National Opinions

Past, present trustees set record straight on State College of Florida finances

As former and current trustees of the State College of Florida, we want to set the record straight on the misperceptions and erroneous statements, or implications, made by some current members about finances and projects that occurred under our oversight.

We are concerned that the continued repetition of these misperceptions, specifically relating to costs associated with the Collegiate School and tennis courts, will be accepted as truth.

Here are the facts:

Some members of the current board use the figure of $5 million as the cost of the construction and operation of the Collegiate School. To reach this inflated amount, utilities, custodial, security, all technology (hardware and software for both operating and infrastructure) would have to be included. This standard does not exist for any other college program.

The actual renovation cost was about $2 million less.

In addition, the renovated facility is not limited just to Collegiate School functions, but continues to serve as an asset to the college.

Furthermore, the building that houses SCFCS was slated for renovation as part of the Capital Improvement Plan (CIP) even if the idea of the Collegiate School had not originated.

The final budget proposal that we approved as part of the contract with the Manatee School District clearly showed a beginning operating deficit that would reach a break-even point by the 2013-14 academic year. The college is on schedule for that to happen.

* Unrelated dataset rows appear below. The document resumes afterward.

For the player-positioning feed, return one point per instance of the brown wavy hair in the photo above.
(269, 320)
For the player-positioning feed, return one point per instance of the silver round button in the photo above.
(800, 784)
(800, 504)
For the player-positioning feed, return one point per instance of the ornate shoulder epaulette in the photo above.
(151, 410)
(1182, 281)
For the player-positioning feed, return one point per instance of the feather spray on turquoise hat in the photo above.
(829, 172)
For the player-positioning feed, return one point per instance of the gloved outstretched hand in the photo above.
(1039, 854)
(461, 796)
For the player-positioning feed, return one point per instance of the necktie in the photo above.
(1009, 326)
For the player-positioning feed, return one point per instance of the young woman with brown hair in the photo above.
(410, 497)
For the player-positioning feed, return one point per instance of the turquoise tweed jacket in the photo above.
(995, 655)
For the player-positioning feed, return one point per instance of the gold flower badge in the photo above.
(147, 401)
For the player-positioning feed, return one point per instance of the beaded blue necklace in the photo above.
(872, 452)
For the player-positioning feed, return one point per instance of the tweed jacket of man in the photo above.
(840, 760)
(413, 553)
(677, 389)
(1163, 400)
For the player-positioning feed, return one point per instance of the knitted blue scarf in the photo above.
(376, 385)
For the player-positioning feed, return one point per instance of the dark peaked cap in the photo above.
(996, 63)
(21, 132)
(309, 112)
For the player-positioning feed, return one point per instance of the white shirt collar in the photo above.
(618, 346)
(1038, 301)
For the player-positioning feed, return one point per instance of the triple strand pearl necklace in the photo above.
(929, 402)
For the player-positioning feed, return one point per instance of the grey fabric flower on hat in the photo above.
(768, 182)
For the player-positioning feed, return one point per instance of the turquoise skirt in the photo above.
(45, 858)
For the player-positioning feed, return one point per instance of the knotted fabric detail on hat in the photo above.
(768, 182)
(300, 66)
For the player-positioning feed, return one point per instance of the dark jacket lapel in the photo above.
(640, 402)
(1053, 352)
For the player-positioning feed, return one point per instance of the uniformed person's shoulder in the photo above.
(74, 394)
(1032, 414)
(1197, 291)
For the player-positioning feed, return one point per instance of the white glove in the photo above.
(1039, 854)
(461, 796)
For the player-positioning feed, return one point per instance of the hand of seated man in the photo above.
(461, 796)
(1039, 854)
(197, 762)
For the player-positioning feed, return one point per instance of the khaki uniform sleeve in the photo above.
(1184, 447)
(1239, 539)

Likewise, as was clearly pointed out at the 2009 workshop and board meeting, PECO and specific charter school dollars from the state would be used to recoup the construction costs of the building.

The Collegiate School was perceived to be a college program in the same integral way that nursing is a college program. There was never the intent for the school to "pay back" the renovation costs.

The college is on schedule, on budget and highly successful in SCFCS's mission to graduate students from sixth grade to the associate degree with no remediation, and two years of reduced FTE taxes and tuition for parents, and with a full scholarship to Florida Gulf Coast University.

Likewise, the tennis courts were approved by the previous board as part of a larger concept. We wanted a new gym to be put on the CIP list and that was done in 2009 when the board put the remodeling of the gym as the No. 1 priority. It was kept as the No. 2 priority (after the library) on the 2010 CIP.

As the tennis courts were being planned, a scenario was included to attach a new gymnasium, something this board had intentions of having built along with the courts to create a new athletic/classroom/wellness center complex. Thus, the tennis courts became part of a broader master plan that was included in the design costs.

Along with this was a planned initiative to seek external funding through the college foundation. When sufficient funding was not forthcoming, the tennis courts were the only design element carried forward. While the gym component was postponed, the innovative architectural plans for the facility still exist to be used when funding becomes a reality.

At the same time, construction involving underground piping and infrastructure serving the parking lot, ball fields and portables was beginning.

Dr. Lars Hafner, with our knowledge, approved an early start for the tennis courts as a means to get the most efficient use of those funds already allocated for construction purposes. At the next regular meeting we ratified the early start and authorized the full expenditures of the courts.

For a majority of the current board to say otherwise and say there is fiscal mismanagement for actions that we gave unanimous approval to pursue is to rewrite history and repudiate the fiduciary decisions of our board.

We praise SCF President Hafner and his fiscally conservative leadership, as has been evident by the last several years of clean financial audits. The record clearly shows that we were fully informed in the decisions regarding the Collegiate School and tennis courts and at every instance gave approval and authority.

Ronald J. Allen, served as the chairman of the State College of Florida Manatee-Sarasota Board of Trustees in 2010-2011 and Susan Miller Kelly is also a former board member. Joe Miller currently sits on the board.